For Dr A McCormick’s benefit (Letters, 22 January) the provenance of my “claim” that 60 per cent of Scots are opposed to Trident was a poll carried out by Survation.
I have to say, his minimising of the conflicts I cited as “localised wars” shows a woeful lack of empathy for the many thousands of people who have lost their homes, livelihoods, families and lives in these conflicts.
However, so long as they are happening somewhere else, then that’s all right then. Dr McCormick completely fails to answer my point that these wars happened in defiance of the existence of nuclear weapons.
However, it is the existence of nuclear weapons that makes them more dangerous. And in citing other financial priorities, where does Dr McCormick stand on wasting £100 billion we don’t have?
Elsewhere in the letters columns (same day), Andrew Gray makes the same basic error when he sneers that I am unable to distinguish proxy wars – as if that somehow makes them less dangerous and less tragic.
He does, inadvertently, make my point for me when he says that “it will only take one loose cannon” for a hugely dangerous situation to arise.
That seems like a good reason for us to get rid of them and to remove Scotland from this particular firing line.
However, when assessing Mr Gray’s expertise in this area, we should not forget that when asked previously who might attack the UK with nuclear weapons, Mr Gray cited Pakistan.

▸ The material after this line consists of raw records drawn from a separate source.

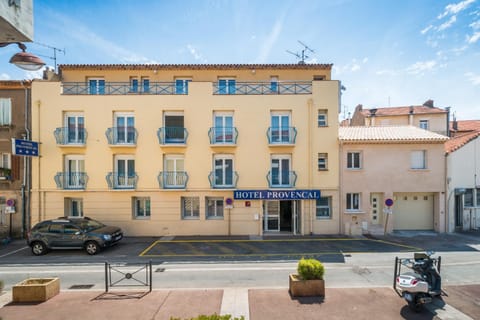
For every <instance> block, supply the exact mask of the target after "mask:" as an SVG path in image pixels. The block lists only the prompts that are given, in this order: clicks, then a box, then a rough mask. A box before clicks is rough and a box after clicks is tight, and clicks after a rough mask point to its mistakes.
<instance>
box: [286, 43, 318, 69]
mask: <svg viewBox="0 0 480 320" xmlns="http://www.w3.org/2000/svg"><path fill="white" fill-rule="evenodd" d="M297 41H298V43H300V44H301V45H302V46H303V49H302V51H301V53H298V52H292V51H290V50H287V52H288V53H290V54H291V55H294V56H295V57H297V58H298V59H299V61H298V64H305V59H308V58H309V57H310V56H308V55H307V53H308V52H310V53H315V51H313V49H310V48H309V47H308V46H307V45H306V44H305V43H303V42H302V41H300V40H297Z"/></svg>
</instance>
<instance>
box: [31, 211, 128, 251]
mask: <svg viewBox="0 0 480 320" xmlns="http://www.w3.org/2000/svg"><path fill="white" fill-rule="evenodd" d="M122 238H123V232H122V229H120V228H118V227H112V226H106V225H104V224H103V223H101V222H98V221H96V220H93V219H90V218H88V217H84V218H58V219H54V220H45V221H42V222H39V223H38V224H36V225H35V226H34V227H33V228H32V230H30V232H29V233H28V235H27V244H28V245H29V246H30V247H31V248H32V253H33V254H34V255H36V256H39V255H42V254H45V253H47V251H48V250H51V249H74V248H80V249H82V248H83V249H85V250H86V251H87V253H88V254H90V255H93V254H96V253H97V252H99V251H100V250H101V248H105V247H109V246H111V245H114V244H115V243H117V242H118V241H120V240H121V239H122Z"/></svg>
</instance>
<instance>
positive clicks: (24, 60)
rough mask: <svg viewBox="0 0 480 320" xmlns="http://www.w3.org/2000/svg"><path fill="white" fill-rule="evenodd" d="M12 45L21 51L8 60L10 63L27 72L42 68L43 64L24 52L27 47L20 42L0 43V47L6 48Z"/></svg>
mask: <svg viewBox="0 0 480 320" xmlns="http://www.w3.org/2000/svg"><path fill="white" fill-rule="evenodd" d="M12 43H16V44H17V45H18V47H19V48H20V49H22V52H19V53H16V54H14V55H13V56H12V57H11V58H10V63H13V64H14V65H16V66H17V67H19V68H21V69H23V70H28V71H37V70H40V69H41V68H43V66H44V65H45V62H43V61H42V59H40V58H39V57H37V56H35V55H33V54H31V53H28V52H25V50H26V49H27V47H26V46H25V45H24V44H23V43H21V42H0V47H6V46H8V45H9V44H12Z"/></svg>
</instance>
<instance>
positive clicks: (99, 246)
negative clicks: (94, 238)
mask: <svg viewBox="0 0 480 320" xmlns="http://www.w3.org/2000/svg"><path fill="white" fill-rule="evenodd" d="M85 250H86V251H87V253H88V254H89V255H94V254H96V253H98V251H100V246H99V245H98V243H96V242H95V241H88V242H87V243H86V244H85Z"/></svg>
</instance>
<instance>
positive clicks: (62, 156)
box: [31, 64, 340, 236]
mask: <svg viewBox="0 0 480 320" xmlns="http://www.w3.org/2000/svg"><path fill="white" fill-rule="evenodd" d="M59 70H60V75H61V80H60V81H34V82H33V85H32V116H33V118H32V119H33V121H32V140H34V141H38V142H40V155H41V157H39V158H36V159H33V163H32V166H33V170H32V172H33V176H32V201H31V206H32V223H35V222H38V221H41V220H45V219H49V218H56V217H59V216H89V217H92V218H96V219H99V220H101V221H103V222H105V223H109V224H115V225H119V226H121V227H122V228H123V229H124V230H125V232H126V234H127V235H130V236H167V235H263V234H265V233H289V234H337V233H339V232H340V211H339V208H338V203H339V199H338V193H339V168H338V163H339V159H338V154H339V153H338V140H337V137H338V120H337V117H338V113H339V106H340V84H339V82H338V81H334V80H331V65H324V64H304V65H300V64H298V65H63V66H60V68H59Z"/></svg>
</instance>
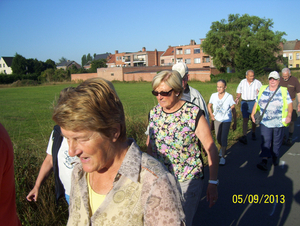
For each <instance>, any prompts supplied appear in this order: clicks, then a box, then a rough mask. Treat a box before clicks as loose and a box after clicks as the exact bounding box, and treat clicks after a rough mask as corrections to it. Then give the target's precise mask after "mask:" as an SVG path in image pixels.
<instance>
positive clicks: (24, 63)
mask: <svg viewBox="0 0 300 226" xmlns="http://www.w3.org/2000/svg"><path fill="white" fill-rule="evenodd" d="M11 69H12V71H13V73H14V74H17V75H24V74H26V72H27V60H26V58H25V57H23V56H22V55H19V54H18V53H16V54H15V56H14V58H13V61H12V64H11Z"/></svg>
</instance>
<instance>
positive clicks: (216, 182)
mask: <svg viewBox="0 0 300 226" xmlns="http://www.w3.org/2000/svg"><path fill="white" fill-rule="evenodd" d="M208 183H210V184H215V185H219V180H208Z"/></svg>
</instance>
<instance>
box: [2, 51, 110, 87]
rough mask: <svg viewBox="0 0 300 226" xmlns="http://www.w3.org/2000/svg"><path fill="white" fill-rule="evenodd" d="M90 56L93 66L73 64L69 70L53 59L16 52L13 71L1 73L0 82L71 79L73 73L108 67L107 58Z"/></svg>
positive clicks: (26, 84) (91, 70)
mask: <svg viewBox="0 0 300 226" xmlns="http://www.w3.org/2000/svg"><path fill="white" fill-rule="evenodd" d="M88 56H89V57H88V58H87V59H89V60H90V59H91V61H92V63H91V68H89V69H85V68H83V67H81V68H77V67H76V66H75V65H72V66H71V67H70V68H67V70H64V69H57V68H56V66H57V65H56V64H55V62H54V61H53V60H51V59H48V60H46V62H43V61H39V60H37V59H32V58H30V59H26V58H25V57H23V56H22V55H20V54H18V53H16V54H15V56H14V58H13V61H12V65H11V69H12V71H13V73H12V74H10V75H7V74H3V73H2V74H0V84H11V83H14V82H16V81H20V82H21V83H23V84H25V85H28V84H40V83H44V82H63V81H71V74H77V73H95V72H97V68H100V67H107V66H106V59H101V60H96V61H93V58H90V54H88ZM66 61H68V60H67V59H66V58H65V57H62V58H61V59H59V63H63V62H66ZM59 63H58V64H59Z"/></svg>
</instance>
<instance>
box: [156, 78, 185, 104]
mask: <svg viewBox="0 0 300 226" xmlns="http://www.w3.org/2000/svg"><path fill="white" fill-rule="evenodd" d="M170 90H172V88H171V87H170V86H168V85H167V84H166V83H165V82H161V83H160V84H159V86H158V87H157V88H156V89H155V90H154V91H157V92H158V93H160V92H162V91H163V92H169V91H170ZM176 95H178V94H176V93H175V91H172V92H170V93H169V95H168V96H162V95H160V94H158V96H156V98H157V101H158V103H159V104H160V106H162V107H163V108H167V109H170V108H172V107H173V106H174V105H175V104H176V103H177V102H178V101H179V98H178V96H176Z"/></svg>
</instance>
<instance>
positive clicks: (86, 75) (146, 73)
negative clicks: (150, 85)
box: [71, 66, 220, 82]
mask: <svg viewBox="0 0 300 226" xmlns="http://www.w3.org/2000/svg"><path fill="white" fill-rule="evenodd" d="M171 69H172V67H171V66H158V67H155V66H153V67H112V68H98V69H97V73H86V74H72V75H71V79H72V81H73V80H86V79H88V78H93V77H100V78H104V79H106V80H108V81H112V80H118V81H148V82H151V81H152V79H153V77H154V76H155V75H156V74H157V72H159V71H163V70H171ZM219 73H220V72H219V71H218V70H217V69H215V68H200V69H193V70H189V75H190V80H196V81H203V82H205V81H210V74H214V75H216V74H219Z"/></svg>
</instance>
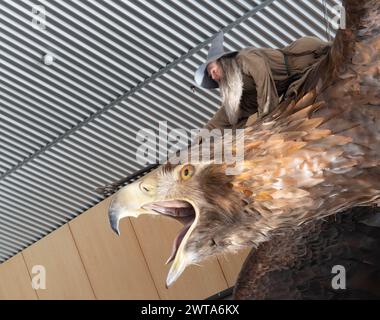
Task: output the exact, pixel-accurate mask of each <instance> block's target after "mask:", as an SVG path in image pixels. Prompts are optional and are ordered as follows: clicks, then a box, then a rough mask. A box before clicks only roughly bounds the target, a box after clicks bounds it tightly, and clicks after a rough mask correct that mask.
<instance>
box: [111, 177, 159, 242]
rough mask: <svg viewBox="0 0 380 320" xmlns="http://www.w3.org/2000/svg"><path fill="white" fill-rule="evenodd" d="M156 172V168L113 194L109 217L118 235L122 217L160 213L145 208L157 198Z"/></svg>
mask: <svg viewBox="0 0 380 320" xmlns="http://www.w3.org/2000/svg"><path fill="white" fill-rule="evenodd" d="M156 174H157V171H156V170H154V171H152V172H150V173H148V174H147V175H145V176H144V177H142V178H141V179H139V180H137V181H135V182H133V183H130V184H128V185H127V186H125V187H123V188H122V189H120V190H119V191H118V192H117V193H116V194H115V195H114V196H113V199H112V202H111V204H110V207H109V209H108V218H109V222H110V225H111V228H112V230H113V231H114V232H115V233H116V234H117V235H120V229H119V223H120V220H121V219H122V218H125V217H135V218H137V217H138V216H139V215H141V214H158V213H156V212H154V211H151V210H149V209H148V210H147V209H144V208H143V206H144V205H145V204H147V203H150V202H153V201H155V199H156V183H157V180H156Z"/></svg>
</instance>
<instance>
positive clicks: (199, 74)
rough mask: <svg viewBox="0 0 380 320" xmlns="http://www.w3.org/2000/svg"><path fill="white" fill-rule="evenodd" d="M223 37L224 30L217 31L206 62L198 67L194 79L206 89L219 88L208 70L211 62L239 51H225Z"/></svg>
mask: <svg viewBox="0 0 380 320" xmlns="http://www.w3.org/2000/svg"><path fill="white" fill-rule="evenodd" d="M223 38H224V35H223V31H220V32H219V33H217V35H216V36H215V38H214V39H213V40H212V42H211V46H210V49H209V50H208V55H207V60H206V62H205V63H203V64H202V65H200V66H199V67H198V69H197V70H196V71H195V74H194V80H195V83H196V84H197V85H198V86H201V87H203V88H206V89H214V88H218V87H219V84H218V82H216V81H215V80H213V79H212V78H211V77H210V76H209V74H208V72H207V66H208V64H209V63H210V62H213V61H216V60H218V59H219V58H221V57H223V56H226V55H232V54H236V53H237V51H227V52H225V51H224V50H223Z"/></svg>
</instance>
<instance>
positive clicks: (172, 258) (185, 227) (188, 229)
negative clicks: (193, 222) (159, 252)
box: [165, 221, 192, 264]
mask: <svg viewBox="0 0 380 320" xmlns="http://www.w3.org/2000/svg"><path fill="white" fill-rule="evenodd" d="M191 224H192V221H190V222H189V223H188V224H186V225H185V226H184V227H183V228H182V230H181V231H180V232H179V233H178V235H177V237H176V238H175V239H174V242H173V247H172V253H171V254H170V257H169V259H168V260H167V261H166V263H165V264H168V263H170V262H172V261H173V260H174V258H175V255H176V254H177V251H178V248H179V246H180V244H181V242H182V239H183V237H184V236H185V234H186V232H187V231H188V230H189V229H190V226H191Z"/></svg>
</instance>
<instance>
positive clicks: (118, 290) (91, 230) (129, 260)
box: [69, 197, 159, 299]
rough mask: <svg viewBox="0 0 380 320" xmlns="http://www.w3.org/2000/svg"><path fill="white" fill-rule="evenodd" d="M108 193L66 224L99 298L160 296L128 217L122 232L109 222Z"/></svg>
mask: <svg viewBox="0 0 380 320" xmlns="http://www.w3.org/2000/svg"><path fill="white" fill-rule="evenodd" d="M110 201H111V197H109V198H107V199H106V200H104V201H102V202H101V203H99V204H98V205H96V206H95V207H93V208H91V209H89V210H88V211H87V212H85V213H83V214H82V215H81V216H79V217H78V218H76V219H74V220H72V221H71V222H70V223H69V225H70V228H71V231H72V234H73V237H74V240H75V242H76V244H77V247H78V250H79V252H80V255H81V257H82V261H83V263H84V265H85V268H86V270H87V274H88V276H89V279H90V282H91V284H92V286H93V289H94V292H95V295H96V297H97V298H98V299H159V296H158V293H157V290H156V287H155V285H154V282H153V279H152V277H151V275H150V272H149V269H148V265H147V264H146V261H145V258H144V256H143V254H142V251H141V249H140V245H139V243H138V241H137V238H136V235H135V232H134V230H133V229H132V227H131V223H130V221H129V219H128V218H126V219H123V220H122V221H121V224H120V230H121V236H119V237H118V236H117V235H116V234H115V233H114V232H113V231H112V230H111V227H110V226H109V222H108V214H107V211H108V206H109V203H110Z"/></svg>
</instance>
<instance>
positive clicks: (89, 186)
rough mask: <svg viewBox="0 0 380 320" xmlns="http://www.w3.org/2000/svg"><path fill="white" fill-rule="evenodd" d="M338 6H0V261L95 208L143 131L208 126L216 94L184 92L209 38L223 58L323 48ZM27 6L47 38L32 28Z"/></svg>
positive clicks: (133, 163)
mask: <svg viewBox="0 0 380 320" xmlns="http://www.w3.org/2000/svg"><path fill="white" fill-rule="evenodd" d="M339 4H340V1H335V0H326V1H325V0H318V1H315V0H287V1H279V0H277V1H273V0H271V1H246V0H244V1H243V0H240V1H227V0H225V1H222V0H219V1H191V0H189V1H180V0H176V1H148V0H145V1H116V0H113V1H109V0H103V1H101V0H97V1H83V0H82V1H74V0H73V1H67V0H57V1H51V0H49V1H48V0H40V1H37V0H35V1H29V0H23V1H19V0H2V1H1V2H0V49H1V51H0V195H1V196H0V262H2V261H5V260H6V259H8V258H9V257H11V256H13V255H14V254H16V253H17V252H18V251H20V250H21V249H23V248H25V247H27V246H28V245H30V244H32V243H33V242H35V241H37V240H38V239H40V238H41V237H43V236H45V235H46V234H48V233H49V232H51V231H52V230H54V229H56V228H57V227H59V226H61V225H62V224H64V223H66V222H67V221H69V220H70V219H72V218H74V217H75V216H77V215H78V214H80V213H82V212H83V211H84V210H86V209H88V208H89V207H91V206H93V205H95V204H96V203H98V202H99V201H101V200H102V197H101V196H99V195H98V194H97V193H96V192H95V191H94V190H95V189H96V188H97V187H99V186H103V185H106V184H109V183H111V182H114V181H116V180H119V179H120V178H122V177H124V176H126V175H129V174H131V173H133V172H135V171H137V170H139V169H141V168H142V167H144V164H141V163H139V162H138V161H137V160H136V157H135V154H136V149H137V148H138V146H139V143H138V141H137V140H136V133H137V131H138V130H139V129H141V128H150V129H153V130H154V131H155V132H157V129H158V122H159V121H167V123H168V130H170V129H172V128H185V129H186V130H190V129H193V128H198V127H201V126H202V124H204V123H205V122H206V121H207V120H208V119H209V118H210V117H211V115H212V114H213V113H214V112H215V111H216V110H217V108H218V104H219V98H218V92H217V91H210V90H203V89H199V88H197V89H196V90H195V91H193V90H192V89H191V87H192V85H193V80H192V79H193V73H194V70H195V68H196V67H197V66H198V65H199V64H200V63H202V62H203V61H204V59H205V57H206V55H207V48H208V44H209V43H210V42H211V40H212V38H213V36H214V34H215V33H216V32H218V31H219V30H221V29H222V30H224V31H225V32H226V35H225V39H226V41H225V48H226V49H227V50H236V49H239V48H242V47H247V46H256V47H281V46H284V45H286V44H288V43H290V42H291V41H293V40H295V39H297V38H299V37H302V36H304V35H315V36H318V37H319V38H321V39H324V40H327V38H328V37H331V38H332V37H333V36H334V33H335V32H334V30H333V29H332V28H330V30H328V29H327V28H326V23H325V21H326V20H325V17H327V18H328V19H331V18H332V17H333V16H334V15H335V9H334V6H336V5H339ZM35 5H40V6H41V5H42V6H43V7H44V9H45V13H46V29H44V30H39V29H36V28H34V27H33V22H32V21H33V18H35V16H34V15H33V7H34V6H35ZM45 54H51V55H52V56H53V57H54V62H53V64H52V65H50V66H48V65H45V64H44V63H43V62H42V59H43V56H44V55H45ZM184 146H185V145H183V147H184ZM169 147H171V146H170V145H169ZM164 155H165V152H161V154H160V156H164Z"/></svg>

My essential point is personal and non-political. Trident is an indiscriminate killer, which, if used, would massacre hundreds of thousands of civilians while the generals, the politicians and the elite cowered in the bunkers. It is redundant in facing current threats.
I recently read an interesting article in which the author said he had never met one supporter of nuclear weapons who was prepared to state publicly that he countenanced the mass slaughter they could cause. Maybe he should read The Scotsman.